Soren spoke to Logan softly in that language the boy had used upstairs. Cassandra assumed it was his native tongue.
The words buoyed the child, who lifted his head. He’d been crying. He was a proud lad and she could only imagine what it took to break him. She empathized with him all the more.
Soren saw her and smiled, the expression both relieved and proud. He carried his son to her, stopping to ask Elliot, “Where did you find him?”
“Your lady found him, my lord.”
“Truly?” Soren moved on to Cassandra. “You found him?”
She smiled, conscious that they had a growing audience. As word spread, hunters from wherever they had been came racing up. Some were on horseback. Some ran. Servants poked their head out from doorways, interested in what was going on. Even Mrs. Branwell stood to one side.
The one person who wasn’t there was Arabella.
She could feel Logan’s watchful gaze upon her. The set of his mouth was far too solemn for such a young boy, and she thought about how she’d felt when her mother had died.
The world had not been her friend.
“Is there someplace more private for introductions?” Cassandra suggested.
“Ah, yes, quite right,” Soren agreed, finally noticing how much attention surrounded them. He told Elliot, “Have Cook prepare a tray. We will be in the library.”
A library? Cassandra practically danced as he led her down the hall to a good-sized wood-paneled room. Windows as big as doorways overlooked at back portico with a balustrade, and graceful stairs led down into the garden.
But there wasn’t a book. Just as it had been at Mayfield, there were bookshelves, but no books. Her heart fell.

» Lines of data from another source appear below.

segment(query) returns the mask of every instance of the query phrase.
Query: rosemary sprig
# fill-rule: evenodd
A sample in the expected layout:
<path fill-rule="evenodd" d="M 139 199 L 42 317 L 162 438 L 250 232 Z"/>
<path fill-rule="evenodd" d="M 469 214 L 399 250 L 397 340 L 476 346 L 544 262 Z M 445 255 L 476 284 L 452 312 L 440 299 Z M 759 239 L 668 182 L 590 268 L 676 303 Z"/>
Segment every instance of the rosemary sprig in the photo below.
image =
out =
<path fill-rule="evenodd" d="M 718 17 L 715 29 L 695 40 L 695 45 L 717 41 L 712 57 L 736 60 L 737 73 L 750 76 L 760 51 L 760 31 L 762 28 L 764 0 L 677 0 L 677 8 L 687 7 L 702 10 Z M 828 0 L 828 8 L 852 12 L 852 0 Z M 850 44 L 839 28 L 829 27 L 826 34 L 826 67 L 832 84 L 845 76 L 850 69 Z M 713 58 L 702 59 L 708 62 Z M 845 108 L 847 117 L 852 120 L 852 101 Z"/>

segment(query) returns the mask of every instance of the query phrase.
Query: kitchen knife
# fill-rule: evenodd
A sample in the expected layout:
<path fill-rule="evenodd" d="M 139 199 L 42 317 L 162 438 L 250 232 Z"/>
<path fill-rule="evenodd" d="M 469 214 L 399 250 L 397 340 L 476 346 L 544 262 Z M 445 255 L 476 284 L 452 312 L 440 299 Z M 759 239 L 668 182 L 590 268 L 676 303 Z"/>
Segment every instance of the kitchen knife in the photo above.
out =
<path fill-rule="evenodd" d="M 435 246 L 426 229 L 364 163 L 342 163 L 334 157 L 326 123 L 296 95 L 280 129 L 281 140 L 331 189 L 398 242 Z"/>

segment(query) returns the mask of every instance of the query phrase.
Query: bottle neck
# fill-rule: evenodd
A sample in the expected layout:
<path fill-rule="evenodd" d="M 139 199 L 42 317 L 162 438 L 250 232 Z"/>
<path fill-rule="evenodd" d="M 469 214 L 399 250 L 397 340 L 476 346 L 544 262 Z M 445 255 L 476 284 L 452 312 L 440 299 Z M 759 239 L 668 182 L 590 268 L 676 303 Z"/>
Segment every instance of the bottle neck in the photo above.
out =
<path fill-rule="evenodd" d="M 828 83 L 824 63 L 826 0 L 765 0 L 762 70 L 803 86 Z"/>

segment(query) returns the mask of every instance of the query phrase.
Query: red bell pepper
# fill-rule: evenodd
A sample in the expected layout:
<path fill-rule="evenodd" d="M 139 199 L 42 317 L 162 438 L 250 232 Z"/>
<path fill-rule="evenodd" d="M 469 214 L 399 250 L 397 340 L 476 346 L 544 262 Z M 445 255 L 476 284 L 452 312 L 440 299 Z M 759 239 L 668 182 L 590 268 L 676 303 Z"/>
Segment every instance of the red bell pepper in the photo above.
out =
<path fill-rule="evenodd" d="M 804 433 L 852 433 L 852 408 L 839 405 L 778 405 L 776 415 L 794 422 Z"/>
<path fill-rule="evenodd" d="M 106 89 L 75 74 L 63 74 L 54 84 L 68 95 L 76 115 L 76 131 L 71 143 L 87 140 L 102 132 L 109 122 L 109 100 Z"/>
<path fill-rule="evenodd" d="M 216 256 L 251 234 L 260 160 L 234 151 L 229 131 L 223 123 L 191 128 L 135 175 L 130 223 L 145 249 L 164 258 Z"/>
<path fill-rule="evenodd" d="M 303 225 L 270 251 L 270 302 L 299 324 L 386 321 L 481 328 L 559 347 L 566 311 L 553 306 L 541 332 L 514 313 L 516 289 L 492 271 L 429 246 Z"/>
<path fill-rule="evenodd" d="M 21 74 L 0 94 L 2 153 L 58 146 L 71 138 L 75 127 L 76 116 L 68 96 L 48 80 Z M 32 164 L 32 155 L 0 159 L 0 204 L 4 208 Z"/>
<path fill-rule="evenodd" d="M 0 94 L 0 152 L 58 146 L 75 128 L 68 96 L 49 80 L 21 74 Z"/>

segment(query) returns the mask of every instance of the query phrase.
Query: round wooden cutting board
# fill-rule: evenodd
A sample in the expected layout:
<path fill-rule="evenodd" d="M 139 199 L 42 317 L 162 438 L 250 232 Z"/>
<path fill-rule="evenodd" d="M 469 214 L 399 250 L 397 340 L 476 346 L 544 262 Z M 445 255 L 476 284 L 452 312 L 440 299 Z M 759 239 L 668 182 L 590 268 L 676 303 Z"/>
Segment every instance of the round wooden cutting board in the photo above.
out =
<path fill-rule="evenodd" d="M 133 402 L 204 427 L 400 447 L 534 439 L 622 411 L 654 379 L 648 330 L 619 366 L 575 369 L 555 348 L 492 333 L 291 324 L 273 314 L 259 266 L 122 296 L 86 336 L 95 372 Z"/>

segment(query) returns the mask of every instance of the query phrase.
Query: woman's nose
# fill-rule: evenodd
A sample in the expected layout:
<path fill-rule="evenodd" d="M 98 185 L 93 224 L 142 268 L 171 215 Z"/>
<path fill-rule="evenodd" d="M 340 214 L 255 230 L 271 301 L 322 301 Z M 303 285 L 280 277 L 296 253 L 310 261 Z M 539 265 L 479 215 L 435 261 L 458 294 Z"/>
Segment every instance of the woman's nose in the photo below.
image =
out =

Ledgers were stacked on a huge desk in the middle of the room. This was obviously where Soren managed the daily affairs of Pentreath. There were also several groupings of old but comfortable-looking chairs. They would be excellent places to enjoy a cozy read, if there had been a book to enjoy.
He carried Logan over to a table and chairs located close to the desk. “My lady,” he said, using his free hand to pull out a chair for Cassandra. “A gentleman always sees to the niceties, Logan,” he instructed his son. He could have used both hands. Logan was not about to let go.